If this sounds complicated... that's because it was, and note that at this point I had yet to make a single request. I was helped by the fact that I'd already spent a bunch of time in the Apple Developer portal while working on lily dex. I'm not even sure you're able to do all of this without a paid account ($99/year).

At this point, I was flying... straight into a brick wall. I was able to make requests for specific albums, playlists, songs, and more, but as soon as I tried to get personal music data (recently played, heavy rotation, etc) I received a bunch of 403 error responses, meaning I wasn't authorized to make these requests. After some digging, I discovered I'd need yet another token, Music-User-Token.

This token's primary purpose, as far as I can tell, is to let users authenticate with your 3rd-party Apple Music-integrated app or website. Again, this is not what I wanted to do, I just wanted to read my own Apple Music data... but I figured I could accomplish my goal with this token anyway.
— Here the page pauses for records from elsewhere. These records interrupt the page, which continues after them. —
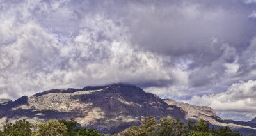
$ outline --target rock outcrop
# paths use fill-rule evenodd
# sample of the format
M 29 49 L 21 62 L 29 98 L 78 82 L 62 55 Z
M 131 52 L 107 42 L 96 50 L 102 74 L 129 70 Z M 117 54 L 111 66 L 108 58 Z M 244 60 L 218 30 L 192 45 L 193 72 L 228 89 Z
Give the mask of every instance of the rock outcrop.
M 70 119 L 82 126 L 93 126 L 102 133 L 118 133 L 139 125 L 148 115 L 172 116 L 184 119 L 185 113 L 160 98 L 131 85 L 112 84 L 82 89 L 56 89 L 23 96 L 8 105 L 0 105 L 2 126 L 26 119 L 36 123 L 52 118 Z
M 52 89 L 13 102 L 0 100 L 0 126 L 23 119 L 38 123 L 74 118 L 81 126 L 93 126 L 102 133 L 113 134 L 138 125 L 148 115 L 156 118 L 173 116 L 185 122 L 203 118 L 214 126 L 228 126 L 244 134 L 256 133 L 253 120 L 246 123 L 223 119 L 211 107 L 162 100 L 137 86 L 122 84 Z
M 249 123 L 256 123 L 256 117 L 254 118 L 253 119 L 252 119 L 252 121 L 249 121 Z

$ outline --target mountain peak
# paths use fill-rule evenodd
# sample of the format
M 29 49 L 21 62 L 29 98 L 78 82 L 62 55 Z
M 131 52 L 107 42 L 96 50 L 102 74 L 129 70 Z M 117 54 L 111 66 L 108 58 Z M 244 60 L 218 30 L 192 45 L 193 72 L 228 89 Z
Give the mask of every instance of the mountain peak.
M 253 119 L 252 121 L 249 121 L 250 123 L 256 123 L 256 117 Z

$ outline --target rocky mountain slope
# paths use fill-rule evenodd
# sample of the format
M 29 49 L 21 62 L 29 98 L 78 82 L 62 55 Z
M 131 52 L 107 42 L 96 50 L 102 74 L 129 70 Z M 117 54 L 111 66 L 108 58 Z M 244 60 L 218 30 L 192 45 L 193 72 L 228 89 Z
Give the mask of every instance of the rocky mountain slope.
M 135 86 L 122 84 L 53 89 L 13 102 L 0 100 L 0 126 L 22 119 L 38 123 L 72 117 L 82 126 L 93 126 L 102 133 L 115 133 L 139 125 L 148 115 L 157 118 L 172 116 L 184 121 L 203 118 L 217 126 L 229 126 L 244 133 L 256 133 L 256 123 L 222 119 L 211 107 L 162 100 Z
M 198 120 L 202 118 L 213 126 L 229 126 L 239 130 L 244 134 L 256 134 L 256 123 L 253 121 L 244 122 L 221 119 L 209 107 L 195 106 L 183 102 L 177 102 L 172 99 L 164 99 L 163 100 L 170 105 L 180 107 L 185 112 L 185 119 L 187 121 L 189 119 Z
M 252 121 L 249 121 L 249 123 L 256 123 L 256 117 L 252 119 Z
M 181 119 L 185 115 L 180 108 L 168 105 L 158 96 L 125 84 L 51 90 L 0 105 L 0 111 L 1 125 L 20 119 L 35 123 L 73 117 L 82 126 L 109 133 L 139 125 L 148 115 Z

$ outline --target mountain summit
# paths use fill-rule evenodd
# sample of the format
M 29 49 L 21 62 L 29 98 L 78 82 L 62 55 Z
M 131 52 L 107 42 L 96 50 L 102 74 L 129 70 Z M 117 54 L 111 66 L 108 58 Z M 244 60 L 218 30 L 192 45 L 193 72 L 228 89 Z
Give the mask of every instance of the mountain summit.
M 255 123 L 221 119 L 211 107 L 162 100 L 137 86 L 124 84 L 52 89 L 14 102 L 0 102 L 0 126 L 22 119 L 38 123 L 52 118 L 74 118 L 81 126 L 116 133 L 139 125 L 145 117 L 152 115 L 157 118 L 171 116 L 184 121 L 204 118 L 212 125 L 256 132 Z

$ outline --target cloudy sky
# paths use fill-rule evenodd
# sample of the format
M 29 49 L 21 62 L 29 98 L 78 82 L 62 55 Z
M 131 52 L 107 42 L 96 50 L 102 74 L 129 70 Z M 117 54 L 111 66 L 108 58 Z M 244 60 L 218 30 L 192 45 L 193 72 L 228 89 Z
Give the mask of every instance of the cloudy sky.
M 0 0 L 0 98 L 114 82 L 256 117 L 255 0 Z

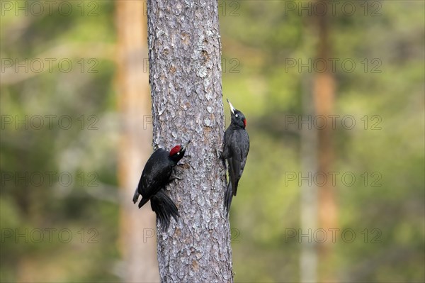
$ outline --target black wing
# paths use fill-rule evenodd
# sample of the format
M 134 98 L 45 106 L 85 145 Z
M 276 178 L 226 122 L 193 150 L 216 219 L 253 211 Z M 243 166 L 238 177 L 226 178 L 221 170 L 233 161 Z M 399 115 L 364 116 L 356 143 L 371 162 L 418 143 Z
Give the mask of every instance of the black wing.
M 168 152 L 159 148 L 146 162 L 137 186 L 137 192 L 142 196 L 139 208 L 169 182 L 172 167 L 168 162 Z
M 171 217 L 177 221 L 177 217 L 179 216 L 178 209 L 164 189 L 159 190 L 151 199 L 151 207 L 157 214 L 163 230 L 169 227 Z
M 249 151 L 249 138 L 246 131 L 240 130 L 234 131 L 230 139 L 229 177 L 232 182 L 233 195 L 236 196 L 239 181 L 245 168 Z

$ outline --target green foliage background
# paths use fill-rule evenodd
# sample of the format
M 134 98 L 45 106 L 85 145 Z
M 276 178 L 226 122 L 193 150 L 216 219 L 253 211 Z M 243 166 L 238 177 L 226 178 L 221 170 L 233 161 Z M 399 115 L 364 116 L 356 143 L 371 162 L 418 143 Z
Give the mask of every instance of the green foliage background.
M 114 2 L 67 1 L 73 9 L 67 16 L 58 5 L 51 13 L 16 15 L 6 2 L 30 5 L 1 1 L 0 280 L 20 281 L 23 272 L 40 282 L 119 280 Z M 352 229 L 356 238 L 351 243 L 337 238 L 330 265 L 319 267 L 331 268 L 341 282 L 424 282 L 424 2 L 372 1 L 367 12 L 366 2 L 350 2 L 356 12 L 344 13 L 340 1 L 329 26 L 332 57 L 356 62 L 352 72 L 338 63 L 334 72 L 334 112 L 353 116 L 356 124 L 348 130 L 338 120 L 334 171 L 357 178 L 351 186 L 336 178 L 338 228 Z M 230 218 L 237 229 L 237 282 L 300 280 L 302 239 L 289 239 L 286 232 L 300 227 L 300 187 L 285 174 L 301 170 L 300 131 L 285 119 L 303 113 L 305 82 L 314 69 L 288 67 L 288 60 L 314 60 L 318 38 L 313 16 L 288 4 L 219 2 L 224 97 L 243 111 L 251 138 Z M 15 69 L 6 67 L 10 59 L 50 57 L 69 59 L 72 70 L 61 72 L 54 62 L 52 72 L 45 65 L 47 71 L 25 77 L 24 67 L 10 77 Z M 373 72 L 377 62 L 380 72 Z M 4 120 L 36 115 L 67 115 L 72 125 L 64 130 L 53 120 L 51 128 L 30 123 L 26 129 Z M 25 174 L 47 172 L 57 172 L 51 184 L 45 173 L 41 185 L 25 180 Z M 72 176 L 69 185 L 58 179 L 60 172 Z M 371 185 L 373 172 L 379 187 Z M 40 243 L 16 235 L 45 228 L 57 229 L 52 240 L 45 233 Z M 61 229 L 70 231 L 69 243 Z

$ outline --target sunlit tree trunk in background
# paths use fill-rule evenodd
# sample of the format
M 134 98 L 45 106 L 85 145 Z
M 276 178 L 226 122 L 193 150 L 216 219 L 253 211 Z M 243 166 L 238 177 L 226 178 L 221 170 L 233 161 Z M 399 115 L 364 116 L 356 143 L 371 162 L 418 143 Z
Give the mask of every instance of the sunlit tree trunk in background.
M 123 282 L 159 282 L 155 216 L 132 204 L 144 163 L 152 152 L 147 70 L 144 1 L 117 1 L 118 96 L 121 113 L 118 182 L 121 188 L 120 248 Z
M 324 1 L 327 4 L 327 1 Z M 327 4 L 327 11 L 330 6 Z M 327 182 L 318 188 L 319 201 L 319 228 L 323 228 L 327 233 L 327 240 L 319 244 L 319 257 L 320 258 L 319 282 L 334 281 L 332 265 L 332 237 L 331 231 L 338 228 L 336 189 L 332 186 L 332 177 L 329 174 L 332 172 L 334 160 L 334 144 L 332 138 L 332 121 L 334 101 L 335 99 L 335 79 L 332 70 L 329 66 L 331 62 L 332 46 L 329 40 L 329 13 L 324 16 L 317 16 L 314 26 L 317 28 L 317 58 L 328 63 L 326 71 L 314 74 L 313 83 L 313 97 L 315 114 L 325 117 L 327 126 L 317 130 L 317 172 L 326 176 Z M 329 230 L 330 229 L 330 230 Z
M 312 104 L 312 87 L 310 76 L 303 77 L 302 82 L 302 114 L 304 121 L 314 116 L 314 109 Z M 301 170 L 302 176 L 314 176 L 317 172 L 317 131 L 312 127 L 301 128 Z M 301 187 L 301 229 L 304 234 L 317 228 L 317 187 L 314 183 L 303 182 Z M 315 282 L 317 281 L 317 250 L 314 241 L 301 242 L 300 257 L 300 281 Z
M 225 171 L 218 7 L 215 1 L 147 2 L 154 144 L 192 142 L 167 187 L 178 222 L 158 233 L 164 282 L 232 282 Z

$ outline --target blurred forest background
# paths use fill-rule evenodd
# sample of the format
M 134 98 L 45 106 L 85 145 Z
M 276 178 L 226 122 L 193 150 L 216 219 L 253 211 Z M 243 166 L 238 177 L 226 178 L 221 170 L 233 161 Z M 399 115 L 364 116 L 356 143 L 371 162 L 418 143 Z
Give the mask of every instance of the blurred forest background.
M 1 1 L 0 281 L 125 281 L 117 2 L 47 2 Z M 425 2 L 318 3 L 219 1 L 235 282 L 424 282 Z

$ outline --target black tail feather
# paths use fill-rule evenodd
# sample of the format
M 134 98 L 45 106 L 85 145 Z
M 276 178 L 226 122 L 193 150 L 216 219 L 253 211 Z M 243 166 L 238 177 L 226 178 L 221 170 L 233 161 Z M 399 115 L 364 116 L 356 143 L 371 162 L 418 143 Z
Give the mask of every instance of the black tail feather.
M 142 200 L 139 203 L 139 209 L 143 206 L 147 202 L 148 202 L 149 199 L 144 199 L 143 196 L 142 196 Z M 134 201 L 134 199 L 133 199 Z
M 226 216 L 229 215 L 229 211 L 230 210 L 230 205 L 232 204 L 232 199 L 233 189 L 232 188 L 232 183 L 229 182 L 227 189 L 226 189 L 226 194 L 225 196 L 225 209 L 226 209 Z
M 178 209 L 171 199 L 161 189 L 151 199 L 151 207 L 157 214 L 163 230 L 168 228 L 171 217 L 177 221 Z

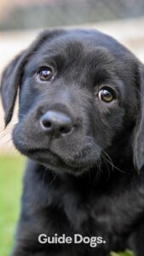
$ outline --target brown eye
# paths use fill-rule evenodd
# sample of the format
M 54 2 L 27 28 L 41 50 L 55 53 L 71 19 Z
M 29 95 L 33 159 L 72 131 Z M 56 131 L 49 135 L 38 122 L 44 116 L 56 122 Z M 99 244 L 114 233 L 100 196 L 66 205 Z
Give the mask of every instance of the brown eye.
M 107 87 L 102 88 L 99 91 L 98 96 L 101 101 L 105 102 L 107 103 L 112 102 L 116 98 L 115 92 L 111 88 Z
M 50 67 L 43 67 L 37 73 L 38 79 L 43 82 L 51 80 L 54 76 L 54 71 Z

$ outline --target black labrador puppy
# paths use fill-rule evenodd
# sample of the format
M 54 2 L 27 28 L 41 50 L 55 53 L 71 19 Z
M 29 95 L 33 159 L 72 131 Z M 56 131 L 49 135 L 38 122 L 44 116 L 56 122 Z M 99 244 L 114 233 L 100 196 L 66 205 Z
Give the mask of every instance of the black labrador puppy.
M 5 69 L 29 159 L 14 256 L 144 253 L 144 67 L 95 30 L 45 31 Z

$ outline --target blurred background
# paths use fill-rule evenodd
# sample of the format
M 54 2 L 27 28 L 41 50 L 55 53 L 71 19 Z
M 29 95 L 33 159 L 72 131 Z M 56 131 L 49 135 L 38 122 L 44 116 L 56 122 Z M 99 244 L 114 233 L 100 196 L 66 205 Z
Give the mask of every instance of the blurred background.
M 55 26 L 93 27 L 108 33 L 144 62 L 143 0 L 1 0 L 0 77 L 4 67 L 36 38 L 41 29 Z M 0 101 L 0 255 L 8 256 L 15 223 L 26 160 L 11 142 L 15 114 L 4 130 Z

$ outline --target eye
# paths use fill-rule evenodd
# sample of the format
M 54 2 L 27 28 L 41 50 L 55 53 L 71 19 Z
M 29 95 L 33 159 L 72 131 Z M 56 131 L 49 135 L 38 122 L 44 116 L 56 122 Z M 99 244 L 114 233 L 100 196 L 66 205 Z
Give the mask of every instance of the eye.
M 99 90 L 98 96 L 101 101 L 109 103 L 116 99 L 116 93 L 110 87 L 103 87 Z
M 37 72 L 37 77 L 40 81 L 47 82 L 51 80 L 54 76 L 54 70 L 51 67 L 42 67 Z

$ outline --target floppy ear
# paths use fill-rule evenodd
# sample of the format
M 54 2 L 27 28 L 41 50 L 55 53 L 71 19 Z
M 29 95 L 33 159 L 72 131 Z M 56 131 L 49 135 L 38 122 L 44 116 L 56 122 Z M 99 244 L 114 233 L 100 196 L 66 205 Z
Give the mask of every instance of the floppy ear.
M 5 68 L 2 76 L 1 95 L 5 111 L 5 126 L 10 122 L 20 83 L 25 61 L 25 51 L 20 54 Z
M 144 166 L 144 66 L 137 73 L 139 83 L 137 123 L 134 133 L 134 162 L 140 171 Z

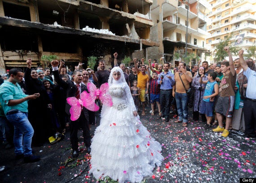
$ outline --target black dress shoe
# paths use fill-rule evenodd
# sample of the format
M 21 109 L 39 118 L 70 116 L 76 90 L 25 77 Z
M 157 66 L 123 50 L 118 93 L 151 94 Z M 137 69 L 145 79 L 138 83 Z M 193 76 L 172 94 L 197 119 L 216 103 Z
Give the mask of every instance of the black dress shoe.
M 72 156 L 74 158 L 76 158 L 78 157 L 79 155 L 79 152 L 78 152 L 78 150 L 74 150 L 73 151 L 73 153 L 72 153 Z
M 26 163 L 32 163 L 33 162 L 38 162 L 40 160 L 40 156 L 35 156 L 31 154 L 30 156 L 24 157 L 24 161 Z
M 90 147 L 88 147 L 87 148 L 87 153 L 91 153 L 91 150 L 92 150 L 92 149 L 91 149 Z

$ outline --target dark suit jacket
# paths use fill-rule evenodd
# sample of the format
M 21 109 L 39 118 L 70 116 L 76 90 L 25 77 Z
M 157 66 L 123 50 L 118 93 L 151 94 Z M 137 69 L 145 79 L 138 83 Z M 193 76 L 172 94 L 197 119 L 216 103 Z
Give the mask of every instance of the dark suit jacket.
M 54 71 L 53 72 L 53 76 L 54 76 L 54 79 L 55 81 L 57 82 L 58 85 L 59 85 L 61 87 L 63 88 L 66 90 L 66 98 L 71 97 L 75 97 L 75 92 L 76 92 L 77 86 L 74 84 L 74 82 L 70 80 L 68 80 L 67 82 L 64 81 L 61 78 L 61 77 L 59 73 L 59 71 Z M 86 91 L 88 92 L 88 90 L 86 86 L 82 83 L 81 86 L 81 93 L 84 91 Z M 70 115 L 70 112 L 69 110 L 71 108 L 71 106 L 66 102 L 66 103 L 65 111 L 69 115 Z M 89 121 L 89 117 L 88 116 L 88 111 L 87 109 L 84 107 L 83 108 L 83 111 L 84 114 L 84 116 L 86 118 L 86 120 Z

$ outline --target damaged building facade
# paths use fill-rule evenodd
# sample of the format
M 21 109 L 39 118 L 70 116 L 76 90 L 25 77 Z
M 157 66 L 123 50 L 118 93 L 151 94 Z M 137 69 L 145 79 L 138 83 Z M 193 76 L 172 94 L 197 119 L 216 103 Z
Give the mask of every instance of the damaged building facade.
M 0 73 L 13 67 L 41 64 L 56 55 L 74 69 L 87 57 L 113 67 L 132 53 L 146 56 L 150 40 L 152 0 L 0 0 Z M 96 66 L 97 64 L 96 64 Z
M 151 28 L 151 38 L 159 46 L 148 48 L 148 52 L 158 54 L 158 58 L 164 57 L 173 66 L 178 65 L 185 53 L 187 25 L 187 53 L 195 55 L 190 64 L 198 63 L 196 55 L 203 60 L 207 51 L 206 38 L 210 35 L 207 22 L 210 20 L 206 14 L 211 10 L 211 5 L 204 0 L 153 1 L 150 12 L 154 25 Z

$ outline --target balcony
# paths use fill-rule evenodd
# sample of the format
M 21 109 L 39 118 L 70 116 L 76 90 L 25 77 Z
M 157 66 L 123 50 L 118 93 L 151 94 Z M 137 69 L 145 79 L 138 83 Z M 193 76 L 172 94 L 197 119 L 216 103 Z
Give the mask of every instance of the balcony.
M 218 10 L 217 9 L 216 10 L 215 10 L 214 12 L 213 12 L 212 14 L 213 15 L 216 15 L 218 14 L 221 13 L 221 12 L 222 12 L 222 10 L 223 10 L 221 8 L 220 8 Z
M 219 0 L 216 1 L 216 3 L 215 3 L 213 4 L 212 4 L 212 8 L 216 8 L 216 7 L 218 7 L 219 6 L 221 6 L 221 4 L 222 4 L 222 3 L 224 3 L 224 2 L 222 2 L 222 1 L 221 0 Z
M 246 12 L 247 11 L 250 13 L 252 13 L 254 12 L 254 6 L 252 5 L 252 6 L 247 6 L 241 7 L 238 9 L 233 9 L 230 15 L 233 16 L 242 12 Z
M 185 8 L 185 7 L 184 6 L 178 6 L 178 13 L 181 13 L 181 14 L 186 17 L 187 16 L 187 9 Z M 191 19 L 191 18 L 195 18 L 197 17 L 197 15 L 196 15 L 194 13 L 190 11 L 189 10 L 189 18 Z
M 251 33 L 250 32 L 245 33 L 244 38 L 247 38 L 248 39 L 251 39 L 252 38 L 256 38 L 256 34 Z
M 203 13 L 200 12 L 198 13 L 198 17 L 203 21 L 205 21 L 206 22 L 211 22 L 210 18 L 208 18 L 205 16 L 205 15 L 204 15 Z
M 178 24 L 177 26 L 177 26 L 177 29 L 186 32 L 187 29 L 187 26 L 186 26 L 181 24 Z M 191 27 L 190 27 L 189 26 L 188 26 L 188 34 L 193 34 L 196 32 L 197 32 L 197 30 L 196 30 L 192 29 Z
M 234 24 L 239 21 L 242 21 L 245 20 L 255 21 L 256 20 L 256 16 L 250 13 L 247 13 L 245 15 L 233 18 L 233 19 L 231 21 L 231 23 Z
M 236 46 L 239 47 L 252 47 L 253 45 L 255 44 L 255 42 L 250 42 L 247 40 L 245 40 L 243 41 L 243 43 Z
M 241 23 L 240 24 L 239 27 L 236 27 L 235 26 L 232 27 L 232 29 L 233 31 L 240 30 L 244 29 L 247 30 L 252 30 L 256 29 L 256 25 L 249 23 Z
M 215 40 L 214 41 L 212 41 L 212 43 L 209 43 L 209 44 L 218 44 L 220 43 L 220 41 L 221 41 L 221 39 Z
M 211 36 L 211 34 L 199 28 L 198 28 L 197 32 L 193 33 L 193 34 L 203 38 L 206 38 L 207 37 Z
M 165 20 L 163 21 L 163 32 L 166 32 L 170 30 L 173 30 L 176 29 L 178 24 L 173 23 L 172 21 Z
M 172 15 L 173 12 L 177 11 L 177 8 L 166 1 L 162 4 L 162 9 L 163 17 L 166 17 Z M 159 14 L 159 12 L 158 13 Z
M 203 6 L 204 6 L 205 8 L 206 8 L 207 9 L 208 9 L 208 10 L 209 11 L 212 11 L 212 5 L 211 5 L 211 4 L 210 3 L 209 3 L 208 2 L 207 2 L 206 0 L 199 0 L 199 3 L 200 3 L 200 4 L 201 4 L 202 5 L 203 5 Z

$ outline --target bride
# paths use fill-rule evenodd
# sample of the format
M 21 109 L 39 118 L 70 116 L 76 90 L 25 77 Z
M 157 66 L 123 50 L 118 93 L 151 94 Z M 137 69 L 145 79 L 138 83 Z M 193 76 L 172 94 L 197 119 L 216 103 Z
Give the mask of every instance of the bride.
M 161 165 L 161 145 L 140 121 L 119 67 L 111 70 L 108 84 L 113 104 L 102 107 L 100 125 L 92 140 L 89 173 L 97 179 L 108 176 L 119 183 L 140 183 L 153 174 L 155 164 Z

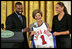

If you're familiar with the “Sign In with Facebook” or “Sign In with Google” flow, that's how a token like this gets generated - you are directed over to another website to authenticate with them, and they return a token saying you're A-OK. Despite not having an app that customers would be signing into, I had to replicate this flow for myself to get the token I needed. The easiest solution I found was to clone and run a fake MusicKit-integrated website, sign in with Apple from there, copy the generated Music-User-Token and use that for my website.

Finally, I was able to make requests for my most recently played music and more! Yay!

My main fear right now is I have no idea if and when the tokens I'm using will expire. I assume the user token will at some point, at which point I'll have to fire up the fake Apple Music app again to generate a new one.

In the meantime, my About page includes the 6 most recent playlists, albums, and stations I've listened to! This blog post displays 12 and updates live when I start listening to new music. COOL.